Matlab Project

profiledead_fed
Project1-2.pdf

ECE 203: Introduction to MATLAB

Spring 2022: Final Project: Digit Recognition

Introduction

In this project, you will accomplish the task of handwritten digit recognition using a simple

distance based classification. The dataset is posted on Isidore as a part of this project

(“digit_data.mat”). This dataset comprises 5000 distinct handwritten images of numbers 0

– 9. The dataset in the MAT file is organized in such a way that first 500 images belong

to ‘0’, second 500 images belong to ‘1’ and so on. Please have a look at the starter code

provided in your resources.

Algorithmic Steps

1. Create a live script file called “run_digit_recognition.mlx”. Clear workspace and

then load the data. When you load the data, you will observe 2 variables named

images and labels being created in workspace.

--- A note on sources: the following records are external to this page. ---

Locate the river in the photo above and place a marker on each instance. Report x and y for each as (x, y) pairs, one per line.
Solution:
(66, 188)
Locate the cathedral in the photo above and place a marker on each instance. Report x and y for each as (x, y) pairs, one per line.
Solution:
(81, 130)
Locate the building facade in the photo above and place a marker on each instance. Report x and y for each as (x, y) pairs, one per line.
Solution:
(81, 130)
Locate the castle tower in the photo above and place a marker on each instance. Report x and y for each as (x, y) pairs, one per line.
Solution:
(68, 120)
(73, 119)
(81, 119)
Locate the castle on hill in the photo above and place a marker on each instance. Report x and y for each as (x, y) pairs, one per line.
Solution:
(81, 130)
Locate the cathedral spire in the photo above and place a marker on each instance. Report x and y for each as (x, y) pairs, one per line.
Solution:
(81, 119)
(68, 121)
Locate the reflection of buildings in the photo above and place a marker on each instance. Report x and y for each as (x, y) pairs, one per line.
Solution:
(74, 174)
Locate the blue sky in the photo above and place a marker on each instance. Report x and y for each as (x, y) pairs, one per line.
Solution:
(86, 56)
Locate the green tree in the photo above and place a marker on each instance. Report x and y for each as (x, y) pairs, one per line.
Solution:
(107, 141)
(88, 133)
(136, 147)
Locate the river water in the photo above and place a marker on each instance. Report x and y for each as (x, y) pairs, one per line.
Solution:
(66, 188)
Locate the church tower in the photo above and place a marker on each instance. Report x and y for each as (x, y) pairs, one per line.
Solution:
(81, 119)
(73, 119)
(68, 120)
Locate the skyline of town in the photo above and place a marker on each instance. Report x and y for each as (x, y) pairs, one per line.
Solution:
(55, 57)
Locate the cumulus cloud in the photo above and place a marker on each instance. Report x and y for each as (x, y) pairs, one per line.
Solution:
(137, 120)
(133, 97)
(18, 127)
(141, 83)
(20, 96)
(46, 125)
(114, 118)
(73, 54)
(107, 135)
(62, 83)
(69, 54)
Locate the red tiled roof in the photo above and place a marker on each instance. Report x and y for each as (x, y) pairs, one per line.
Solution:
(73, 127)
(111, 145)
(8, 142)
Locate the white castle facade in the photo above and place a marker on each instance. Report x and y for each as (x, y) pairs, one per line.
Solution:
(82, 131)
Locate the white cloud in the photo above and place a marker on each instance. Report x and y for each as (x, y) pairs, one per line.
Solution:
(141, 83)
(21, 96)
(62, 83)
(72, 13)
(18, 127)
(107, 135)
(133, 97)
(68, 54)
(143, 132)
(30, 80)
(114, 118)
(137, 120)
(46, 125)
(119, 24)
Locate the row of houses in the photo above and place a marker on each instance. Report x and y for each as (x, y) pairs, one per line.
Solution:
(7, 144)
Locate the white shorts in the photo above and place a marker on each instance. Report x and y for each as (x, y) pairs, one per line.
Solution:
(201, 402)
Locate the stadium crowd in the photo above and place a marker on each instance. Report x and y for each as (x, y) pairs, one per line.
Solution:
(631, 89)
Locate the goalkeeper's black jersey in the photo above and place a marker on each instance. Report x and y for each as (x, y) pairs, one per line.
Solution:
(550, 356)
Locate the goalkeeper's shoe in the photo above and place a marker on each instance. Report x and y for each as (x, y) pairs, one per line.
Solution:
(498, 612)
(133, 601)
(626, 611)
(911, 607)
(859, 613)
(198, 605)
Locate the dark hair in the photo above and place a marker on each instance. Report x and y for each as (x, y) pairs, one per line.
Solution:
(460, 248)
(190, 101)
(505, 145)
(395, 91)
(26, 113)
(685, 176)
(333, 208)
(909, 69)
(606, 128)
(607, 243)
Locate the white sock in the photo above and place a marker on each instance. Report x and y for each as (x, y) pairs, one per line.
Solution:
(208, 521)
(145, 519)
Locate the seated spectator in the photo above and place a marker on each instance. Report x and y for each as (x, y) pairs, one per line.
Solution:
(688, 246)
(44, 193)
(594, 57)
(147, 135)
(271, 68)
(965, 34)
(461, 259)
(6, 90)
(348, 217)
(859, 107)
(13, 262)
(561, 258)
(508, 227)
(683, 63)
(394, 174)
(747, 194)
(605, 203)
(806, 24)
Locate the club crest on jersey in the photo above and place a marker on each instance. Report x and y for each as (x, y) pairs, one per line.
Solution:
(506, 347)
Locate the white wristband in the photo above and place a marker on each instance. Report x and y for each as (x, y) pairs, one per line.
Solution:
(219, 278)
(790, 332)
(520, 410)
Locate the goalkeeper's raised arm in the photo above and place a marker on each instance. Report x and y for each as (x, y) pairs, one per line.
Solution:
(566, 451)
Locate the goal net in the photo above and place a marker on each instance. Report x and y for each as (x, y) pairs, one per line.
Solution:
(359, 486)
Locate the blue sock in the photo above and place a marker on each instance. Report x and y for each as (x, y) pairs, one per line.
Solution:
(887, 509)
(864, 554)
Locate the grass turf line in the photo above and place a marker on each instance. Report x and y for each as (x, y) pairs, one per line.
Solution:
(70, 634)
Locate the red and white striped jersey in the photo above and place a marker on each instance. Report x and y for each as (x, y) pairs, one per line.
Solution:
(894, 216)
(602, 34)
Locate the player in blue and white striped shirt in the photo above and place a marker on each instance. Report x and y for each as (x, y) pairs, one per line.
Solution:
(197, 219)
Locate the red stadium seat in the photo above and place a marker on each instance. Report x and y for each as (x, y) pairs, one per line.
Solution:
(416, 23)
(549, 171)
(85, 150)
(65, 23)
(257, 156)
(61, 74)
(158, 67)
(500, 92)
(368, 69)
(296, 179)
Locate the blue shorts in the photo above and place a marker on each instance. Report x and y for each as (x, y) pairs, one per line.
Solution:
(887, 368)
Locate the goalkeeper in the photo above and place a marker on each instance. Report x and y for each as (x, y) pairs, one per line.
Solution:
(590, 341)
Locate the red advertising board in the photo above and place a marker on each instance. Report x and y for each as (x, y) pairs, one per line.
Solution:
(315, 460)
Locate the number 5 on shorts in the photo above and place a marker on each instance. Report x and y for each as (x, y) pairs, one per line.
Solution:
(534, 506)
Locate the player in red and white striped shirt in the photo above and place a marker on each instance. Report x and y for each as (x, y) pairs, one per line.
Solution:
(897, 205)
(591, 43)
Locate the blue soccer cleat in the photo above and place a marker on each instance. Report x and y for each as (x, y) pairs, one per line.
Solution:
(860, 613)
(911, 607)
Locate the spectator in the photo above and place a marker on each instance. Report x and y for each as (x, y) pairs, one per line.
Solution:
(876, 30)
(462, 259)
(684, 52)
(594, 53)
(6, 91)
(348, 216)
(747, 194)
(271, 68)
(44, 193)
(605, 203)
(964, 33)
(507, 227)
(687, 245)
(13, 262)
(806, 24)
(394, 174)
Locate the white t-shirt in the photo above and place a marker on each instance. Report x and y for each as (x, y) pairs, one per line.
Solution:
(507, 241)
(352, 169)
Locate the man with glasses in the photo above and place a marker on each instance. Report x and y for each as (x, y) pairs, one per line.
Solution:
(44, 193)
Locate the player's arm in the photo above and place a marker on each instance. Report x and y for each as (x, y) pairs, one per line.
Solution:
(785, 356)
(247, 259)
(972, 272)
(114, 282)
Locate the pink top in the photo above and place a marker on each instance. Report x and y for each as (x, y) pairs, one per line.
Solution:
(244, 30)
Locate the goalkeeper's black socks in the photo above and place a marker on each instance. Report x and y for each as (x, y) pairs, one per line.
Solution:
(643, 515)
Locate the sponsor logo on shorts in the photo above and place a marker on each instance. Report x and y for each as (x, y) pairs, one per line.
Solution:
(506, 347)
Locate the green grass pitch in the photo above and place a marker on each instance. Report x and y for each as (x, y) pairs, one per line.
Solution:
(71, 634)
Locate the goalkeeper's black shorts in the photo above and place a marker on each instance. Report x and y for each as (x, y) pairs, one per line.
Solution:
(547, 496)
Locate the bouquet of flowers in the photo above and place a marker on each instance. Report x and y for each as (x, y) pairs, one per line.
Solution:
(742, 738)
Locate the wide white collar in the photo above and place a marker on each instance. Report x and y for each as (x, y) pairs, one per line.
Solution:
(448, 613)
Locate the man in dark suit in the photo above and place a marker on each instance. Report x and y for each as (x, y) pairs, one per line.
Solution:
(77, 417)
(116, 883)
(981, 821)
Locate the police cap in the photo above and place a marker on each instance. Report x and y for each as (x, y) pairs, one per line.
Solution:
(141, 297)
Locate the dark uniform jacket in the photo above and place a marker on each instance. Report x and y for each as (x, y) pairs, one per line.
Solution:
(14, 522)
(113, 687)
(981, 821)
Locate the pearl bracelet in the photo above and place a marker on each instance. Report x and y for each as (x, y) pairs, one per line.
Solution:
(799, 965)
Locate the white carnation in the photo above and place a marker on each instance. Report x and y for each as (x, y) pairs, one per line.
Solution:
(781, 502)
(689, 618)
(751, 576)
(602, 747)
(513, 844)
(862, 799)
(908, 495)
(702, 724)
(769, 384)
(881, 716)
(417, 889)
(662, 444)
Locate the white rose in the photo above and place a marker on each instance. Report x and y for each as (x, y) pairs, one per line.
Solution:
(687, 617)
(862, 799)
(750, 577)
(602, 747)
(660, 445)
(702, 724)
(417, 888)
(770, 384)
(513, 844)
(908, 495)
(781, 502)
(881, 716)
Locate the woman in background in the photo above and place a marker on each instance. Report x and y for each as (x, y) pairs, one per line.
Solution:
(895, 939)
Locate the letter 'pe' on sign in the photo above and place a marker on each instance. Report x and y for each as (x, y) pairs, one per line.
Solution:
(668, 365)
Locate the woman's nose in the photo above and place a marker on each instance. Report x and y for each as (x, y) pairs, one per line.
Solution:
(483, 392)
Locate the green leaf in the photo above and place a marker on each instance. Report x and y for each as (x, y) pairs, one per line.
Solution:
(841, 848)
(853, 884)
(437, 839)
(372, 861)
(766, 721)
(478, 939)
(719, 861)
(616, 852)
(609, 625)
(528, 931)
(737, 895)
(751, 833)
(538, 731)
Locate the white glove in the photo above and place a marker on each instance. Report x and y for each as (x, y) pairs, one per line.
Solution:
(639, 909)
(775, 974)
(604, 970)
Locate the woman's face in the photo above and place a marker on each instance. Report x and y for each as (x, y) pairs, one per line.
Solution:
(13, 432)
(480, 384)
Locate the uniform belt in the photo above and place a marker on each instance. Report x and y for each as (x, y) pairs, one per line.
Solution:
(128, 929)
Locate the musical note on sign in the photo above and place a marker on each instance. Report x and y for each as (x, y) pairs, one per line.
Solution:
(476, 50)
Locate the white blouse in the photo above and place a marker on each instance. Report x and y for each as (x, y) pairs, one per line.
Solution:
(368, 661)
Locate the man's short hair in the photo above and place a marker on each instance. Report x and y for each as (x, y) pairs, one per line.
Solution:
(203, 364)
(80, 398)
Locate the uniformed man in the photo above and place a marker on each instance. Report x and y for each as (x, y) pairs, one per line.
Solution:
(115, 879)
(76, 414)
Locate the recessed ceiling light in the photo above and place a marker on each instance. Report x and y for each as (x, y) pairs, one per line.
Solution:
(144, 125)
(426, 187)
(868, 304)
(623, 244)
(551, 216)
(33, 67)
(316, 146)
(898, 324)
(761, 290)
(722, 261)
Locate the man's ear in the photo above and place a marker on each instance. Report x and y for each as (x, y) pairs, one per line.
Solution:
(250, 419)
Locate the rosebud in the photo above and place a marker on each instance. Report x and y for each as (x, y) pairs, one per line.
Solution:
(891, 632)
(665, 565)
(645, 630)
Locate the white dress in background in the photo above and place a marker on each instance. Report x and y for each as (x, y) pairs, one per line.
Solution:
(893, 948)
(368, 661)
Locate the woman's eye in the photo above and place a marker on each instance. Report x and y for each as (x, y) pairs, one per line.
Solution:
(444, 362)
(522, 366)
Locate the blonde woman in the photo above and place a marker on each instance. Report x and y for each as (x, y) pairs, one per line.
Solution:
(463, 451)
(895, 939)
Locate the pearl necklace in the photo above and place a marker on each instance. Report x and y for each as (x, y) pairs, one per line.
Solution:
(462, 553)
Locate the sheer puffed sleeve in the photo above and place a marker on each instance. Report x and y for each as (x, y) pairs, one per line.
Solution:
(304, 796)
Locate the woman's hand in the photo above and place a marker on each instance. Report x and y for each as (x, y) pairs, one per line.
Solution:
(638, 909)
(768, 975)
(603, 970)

2. Visualize every 500th image (1,501, 1001…etc.) to visualize each digit using

imagesc() and gray color map. Try to check the labels for those cases.

3. Now, split the dataset into a set of training and testing data. Use 60th image of each

digit for testing (1, 61, 121 and so on) and rest of the dataset is used for training

Make sure the size of testing images and training images are 20 × 20 × 84 and

20 × 20 × 4916 respectively.

4. Make sure to note the labels of training and testing data as well. Note that train labels

and test labels are of size 4916 × 1 and 84 × 1 respectively.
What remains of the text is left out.